Track updates from MongoDB Oplog to Sharded Cluster using Scala and Akka Streams

Introduction

This article is a continuation of the previous published article Tailing the MongoDB Replica Set Oplog with Scala and Akka Streams .
As we discussed before, tracking updates in MongoDB Sharded Cluster Oplog has its pitfalls compared to Replica Set. This article will try to reveal some aspects of the topic.
The MongoDB team blog has some very good articles covering the whole topic of tracking updates from MongoDB Oplog to Sharded Clusters. You can find them at the following links:

You can also find information about MongoDB Sharded Cluster in the documentation .
The examples given in this article should not be considered and used in production environment. The project with examples is available on github .

MongoDB Sharded Cluster

From the MongoDB documentation:

Sharding , or horizontal scaling, separation and distribution of data across multiple servers or segments (shards). Each segment is an independent database, and collectively, all segments constitute a single local database.

In the production environment, each node is a Replica Set:
')

Sharded Cluster Architecture

MongoDB internal operations

Because of the distribution of data into several segments, MongoDB has intra-cluster operations that are reflected in the oplog . These documents have an additional fromMigrate field, since we are not interested in these operations, we will update our oplog request to exclude them from the result.

 client.getDatabase("local") .getCollection("oplog.rs") .find(and( in(MongoConstants.OPLOG_OPERATION, "i", "d", "u"), exists("fromMigrate", false))) .cursorType(CursorType.TailableAwait) .noCursorTimeout(true)

Getting information about nodes

As you may have already guessed, in order to track updates from the oplog to the Sharded Cluster, we will need to monitor the oplog each node (Replica Set).
For this, we can query from the config database for a list of all available segments.
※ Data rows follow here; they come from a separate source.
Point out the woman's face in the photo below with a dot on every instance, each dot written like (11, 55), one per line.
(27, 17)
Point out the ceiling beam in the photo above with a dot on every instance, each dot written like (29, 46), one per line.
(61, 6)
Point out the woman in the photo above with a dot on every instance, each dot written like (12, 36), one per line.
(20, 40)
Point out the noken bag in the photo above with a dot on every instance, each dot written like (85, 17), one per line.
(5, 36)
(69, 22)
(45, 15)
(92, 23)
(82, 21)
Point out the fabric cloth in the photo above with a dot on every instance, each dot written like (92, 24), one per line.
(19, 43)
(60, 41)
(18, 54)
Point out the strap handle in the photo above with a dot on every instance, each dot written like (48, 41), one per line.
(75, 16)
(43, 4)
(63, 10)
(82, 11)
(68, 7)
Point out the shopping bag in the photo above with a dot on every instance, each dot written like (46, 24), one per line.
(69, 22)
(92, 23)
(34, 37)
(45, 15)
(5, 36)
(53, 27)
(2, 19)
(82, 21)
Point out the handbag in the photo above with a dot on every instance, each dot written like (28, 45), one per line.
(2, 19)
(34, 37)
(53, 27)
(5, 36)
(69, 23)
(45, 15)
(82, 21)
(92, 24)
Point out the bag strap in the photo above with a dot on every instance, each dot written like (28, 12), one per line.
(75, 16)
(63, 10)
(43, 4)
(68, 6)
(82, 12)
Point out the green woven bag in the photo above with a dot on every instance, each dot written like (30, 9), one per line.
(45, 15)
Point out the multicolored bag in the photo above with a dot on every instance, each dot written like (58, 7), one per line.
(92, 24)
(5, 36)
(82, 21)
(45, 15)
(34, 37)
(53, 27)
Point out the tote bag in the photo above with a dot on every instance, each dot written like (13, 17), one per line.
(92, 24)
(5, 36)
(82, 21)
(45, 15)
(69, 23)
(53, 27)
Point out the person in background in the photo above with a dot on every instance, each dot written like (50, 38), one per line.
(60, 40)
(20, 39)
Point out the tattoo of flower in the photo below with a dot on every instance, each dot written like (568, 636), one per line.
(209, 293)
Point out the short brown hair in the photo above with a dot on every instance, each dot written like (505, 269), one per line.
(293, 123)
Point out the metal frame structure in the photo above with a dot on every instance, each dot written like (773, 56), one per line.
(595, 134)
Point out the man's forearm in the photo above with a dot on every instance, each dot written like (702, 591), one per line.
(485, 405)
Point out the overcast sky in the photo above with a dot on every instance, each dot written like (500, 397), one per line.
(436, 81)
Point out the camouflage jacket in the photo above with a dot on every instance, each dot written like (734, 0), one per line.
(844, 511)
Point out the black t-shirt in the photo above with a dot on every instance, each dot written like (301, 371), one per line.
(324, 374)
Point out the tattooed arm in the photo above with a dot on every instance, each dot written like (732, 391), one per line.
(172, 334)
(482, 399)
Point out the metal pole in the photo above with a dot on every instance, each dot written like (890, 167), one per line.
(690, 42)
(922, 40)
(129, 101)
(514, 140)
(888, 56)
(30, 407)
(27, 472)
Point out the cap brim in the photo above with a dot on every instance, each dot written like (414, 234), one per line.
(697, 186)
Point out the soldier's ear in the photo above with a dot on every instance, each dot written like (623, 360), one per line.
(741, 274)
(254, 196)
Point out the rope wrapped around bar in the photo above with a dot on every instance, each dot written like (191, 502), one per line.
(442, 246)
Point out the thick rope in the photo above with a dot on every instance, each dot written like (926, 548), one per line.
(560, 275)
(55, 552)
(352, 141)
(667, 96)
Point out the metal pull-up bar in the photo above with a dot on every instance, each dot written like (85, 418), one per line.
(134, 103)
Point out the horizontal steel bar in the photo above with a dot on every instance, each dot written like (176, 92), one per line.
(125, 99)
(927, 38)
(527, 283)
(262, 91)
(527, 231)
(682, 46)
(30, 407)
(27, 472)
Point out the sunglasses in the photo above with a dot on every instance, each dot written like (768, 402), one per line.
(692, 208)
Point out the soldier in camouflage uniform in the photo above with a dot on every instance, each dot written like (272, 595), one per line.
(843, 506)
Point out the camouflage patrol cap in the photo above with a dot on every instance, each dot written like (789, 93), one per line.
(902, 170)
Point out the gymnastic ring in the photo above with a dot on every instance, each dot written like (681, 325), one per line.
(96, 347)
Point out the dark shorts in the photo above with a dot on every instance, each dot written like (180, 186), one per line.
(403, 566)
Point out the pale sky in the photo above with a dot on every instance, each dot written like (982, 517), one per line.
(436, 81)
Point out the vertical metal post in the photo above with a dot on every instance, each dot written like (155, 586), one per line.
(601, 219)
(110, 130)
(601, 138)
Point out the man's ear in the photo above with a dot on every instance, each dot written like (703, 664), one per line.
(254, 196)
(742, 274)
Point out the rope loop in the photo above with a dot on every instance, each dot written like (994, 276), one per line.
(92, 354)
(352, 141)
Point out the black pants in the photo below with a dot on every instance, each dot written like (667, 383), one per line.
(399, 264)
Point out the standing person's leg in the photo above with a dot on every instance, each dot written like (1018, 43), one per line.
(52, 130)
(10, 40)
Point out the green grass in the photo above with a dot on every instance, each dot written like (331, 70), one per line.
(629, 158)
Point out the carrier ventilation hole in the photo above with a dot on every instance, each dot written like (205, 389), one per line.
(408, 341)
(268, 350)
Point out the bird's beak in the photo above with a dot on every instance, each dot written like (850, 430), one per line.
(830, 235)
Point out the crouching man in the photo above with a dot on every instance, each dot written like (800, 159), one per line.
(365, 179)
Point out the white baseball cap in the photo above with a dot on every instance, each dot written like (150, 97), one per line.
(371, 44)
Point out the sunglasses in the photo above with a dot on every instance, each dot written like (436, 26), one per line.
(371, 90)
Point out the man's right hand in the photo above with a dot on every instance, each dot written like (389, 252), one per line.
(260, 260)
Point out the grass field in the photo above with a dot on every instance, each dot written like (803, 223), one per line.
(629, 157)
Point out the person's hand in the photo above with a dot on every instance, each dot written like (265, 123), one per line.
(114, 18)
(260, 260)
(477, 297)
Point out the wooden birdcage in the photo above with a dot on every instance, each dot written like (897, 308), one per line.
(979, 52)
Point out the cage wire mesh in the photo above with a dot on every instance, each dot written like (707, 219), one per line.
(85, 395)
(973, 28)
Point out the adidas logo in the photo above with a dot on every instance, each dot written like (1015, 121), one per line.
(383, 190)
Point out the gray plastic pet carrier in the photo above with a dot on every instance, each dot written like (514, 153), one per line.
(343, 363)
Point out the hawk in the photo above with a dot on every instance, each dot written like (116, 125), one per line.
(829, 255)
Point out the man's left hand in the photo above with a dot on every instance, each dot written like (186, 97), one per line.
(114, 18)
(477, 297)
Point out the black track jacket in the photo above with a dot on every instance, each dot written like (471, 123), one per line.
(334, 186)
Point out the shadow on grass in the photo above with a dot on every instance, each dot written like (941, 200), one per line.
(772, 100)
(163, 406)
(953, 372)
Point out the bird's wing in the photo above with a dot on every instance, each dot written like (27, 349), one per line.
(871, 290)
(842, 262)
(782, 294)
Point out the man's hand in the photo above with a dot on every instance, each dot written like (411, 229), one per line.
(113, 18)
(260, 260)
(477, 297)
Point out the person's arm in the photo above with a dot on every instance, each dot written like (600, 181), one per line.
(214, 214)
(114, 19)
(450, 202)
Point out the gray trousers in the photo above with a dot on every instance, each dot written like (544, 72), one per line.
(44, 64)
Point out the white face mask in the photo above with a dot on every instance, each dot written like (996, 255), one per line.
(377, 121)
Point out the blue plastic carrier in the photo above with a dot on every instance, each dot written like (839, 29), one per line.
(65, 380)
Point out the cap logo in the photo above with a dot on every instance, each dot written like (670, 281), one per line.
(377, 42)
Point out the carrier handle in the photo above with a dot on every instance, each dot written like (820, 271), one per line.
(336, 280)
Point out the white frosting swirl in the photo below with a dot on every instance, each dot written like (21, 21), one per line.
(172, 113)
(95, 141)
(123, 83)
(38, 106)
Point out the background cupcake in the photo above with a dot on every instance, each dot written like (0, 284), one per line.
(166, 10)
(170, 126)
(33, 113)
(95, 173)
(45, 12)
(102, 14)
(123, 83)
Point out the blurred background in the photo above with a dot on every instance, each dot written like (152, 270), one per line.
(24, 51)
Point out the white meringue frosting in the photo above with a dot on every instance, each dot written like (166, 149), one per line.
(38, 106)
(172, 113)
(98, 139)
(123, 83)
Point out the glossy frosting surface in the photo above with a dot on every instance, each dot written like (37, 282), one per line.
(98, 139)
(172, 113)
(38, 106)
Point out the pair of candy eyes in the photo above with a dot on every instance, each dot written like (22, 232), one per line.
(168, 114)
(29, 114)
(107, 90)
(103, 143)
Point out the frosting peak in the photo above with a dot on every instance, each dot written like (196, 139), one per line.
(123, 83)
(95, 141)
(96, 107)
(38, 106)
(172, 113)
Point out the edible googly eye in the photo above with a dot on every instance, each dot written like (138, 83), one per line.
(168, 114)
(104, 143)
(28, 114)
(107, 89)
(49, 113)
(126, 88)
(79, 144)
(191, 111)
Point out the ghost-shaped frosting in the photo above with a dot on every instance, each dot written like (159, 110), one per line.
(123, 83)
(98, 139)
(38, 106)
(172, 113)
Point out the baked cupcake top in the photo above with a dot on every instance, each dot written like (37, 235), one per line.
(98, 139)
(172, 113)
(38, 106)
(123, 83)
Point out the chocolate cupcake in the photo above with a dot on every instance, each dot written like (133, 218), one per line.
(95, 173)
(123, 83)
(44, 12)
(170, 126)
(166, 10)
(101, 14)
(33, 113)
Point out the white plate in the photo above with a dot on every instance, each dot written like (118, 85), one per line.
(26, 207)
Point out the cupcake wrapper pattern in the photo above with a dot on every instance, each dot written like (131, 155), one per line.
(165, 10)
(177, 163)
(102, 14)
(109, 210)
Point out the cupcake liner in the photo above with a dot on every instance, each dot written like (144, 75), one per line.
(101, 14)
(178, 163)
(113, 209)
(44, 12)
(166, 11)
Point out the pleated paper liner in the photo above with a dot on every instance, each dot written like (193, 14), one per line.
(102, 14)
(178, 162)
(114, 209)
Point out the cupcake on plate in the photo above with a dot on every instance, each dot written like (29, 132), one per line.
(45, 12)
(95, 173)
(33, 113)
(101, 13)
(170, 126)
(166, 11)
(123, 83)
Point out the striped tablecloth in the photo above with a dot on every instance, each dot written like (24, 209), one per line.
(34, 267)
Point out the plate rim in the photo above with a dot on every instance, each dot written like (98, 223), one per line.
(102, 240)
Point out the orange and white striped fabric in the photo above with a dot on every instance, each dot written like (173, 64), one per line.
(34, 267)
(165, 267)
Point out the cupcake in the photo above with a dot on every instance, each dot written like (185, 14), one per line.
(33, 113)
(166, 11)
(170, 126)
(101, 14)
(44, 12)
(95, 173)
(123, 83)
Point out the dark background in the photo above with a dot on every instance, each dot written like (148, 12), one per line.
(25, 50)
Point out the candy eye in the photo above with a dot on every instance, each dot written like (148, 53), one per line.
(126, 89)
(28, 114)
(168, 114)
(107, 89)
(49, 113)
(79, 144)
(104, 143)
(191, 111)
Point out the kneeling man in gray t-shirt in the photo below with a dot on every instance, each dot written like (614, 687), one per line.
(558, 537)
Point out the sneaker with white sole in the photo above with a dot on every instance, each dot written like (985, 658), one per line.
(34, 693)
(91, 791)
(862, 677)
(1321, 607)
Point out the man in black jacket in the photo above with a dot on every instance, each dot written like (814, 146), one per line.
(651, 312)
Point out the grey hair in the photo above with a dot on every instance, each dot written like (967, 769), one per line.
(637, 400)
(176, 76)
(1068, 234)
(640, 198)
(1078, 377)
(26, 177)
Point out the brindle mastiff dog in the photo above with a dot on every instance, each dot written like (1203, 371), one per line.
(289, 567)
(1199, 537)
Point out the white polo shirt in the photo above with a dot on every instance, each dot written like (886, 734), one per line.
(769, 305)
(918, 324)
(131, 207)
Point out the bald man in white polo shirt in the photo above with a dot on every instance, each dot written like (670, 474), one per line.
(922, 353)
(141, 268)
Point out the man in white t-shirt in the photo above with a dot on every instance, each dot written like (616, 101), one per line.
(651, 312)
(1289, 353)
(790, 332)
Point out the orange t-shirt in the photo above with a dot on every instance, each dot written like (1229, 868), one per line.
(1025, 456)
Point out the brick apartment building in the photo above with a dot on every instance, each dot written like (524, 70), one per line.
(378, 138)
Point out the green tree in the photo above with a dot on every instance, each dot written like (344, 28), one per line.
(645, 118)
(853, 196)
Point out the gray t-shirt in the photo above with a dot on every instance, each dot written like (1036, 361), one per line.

Documents in the collection look like:

 { "_id" : "shard01", "host" : "shard01/localhost:27018,localhost:27019,localhost:27020" }

I prefer to use case classes instead of Document objects, so I will declare a class:

 case class Shard(name: String, uri: String)

and the function to translate the Document to Shard :

 def parseShardInformation(item: Document): Shard = { val document = item.toBsonDocument val shardId = document.getString("_id").getValue val serversDefinition = document.getString("host").getValue val servers = if (serversDefinition.contains("/")) serversDefinition.substring(serversDefinition.indexOf('/') + 1) else serversDefinition Shard(shardId, "mongodb://" + servers) }

Now we can make a request:

 val shards = client.getDatabase("config") .getCollection("shards") .find() .map(parseShardInformation)

In the end, we will have a list of all segments from our MongoDB Sharded Cluster.

Source declaration for each node

To designate the Source , we can simply go through our list of segments and use the method from the previous article.

 def source(client: MongoClient): Source[Document, NotUsed] = { val observable = client.getDatabase("local") .getCollection("oplog.rs") .find(and( in("op", "i", "d", "u"), exists("fromMigrate", false))) .cursorType(CursorType.TailableAwait) .noCursorTimeout(true) Source.fromPublisher(observable) } val sources = shards.map({ shard => val client = MongoClient(shard.uri) source(client) })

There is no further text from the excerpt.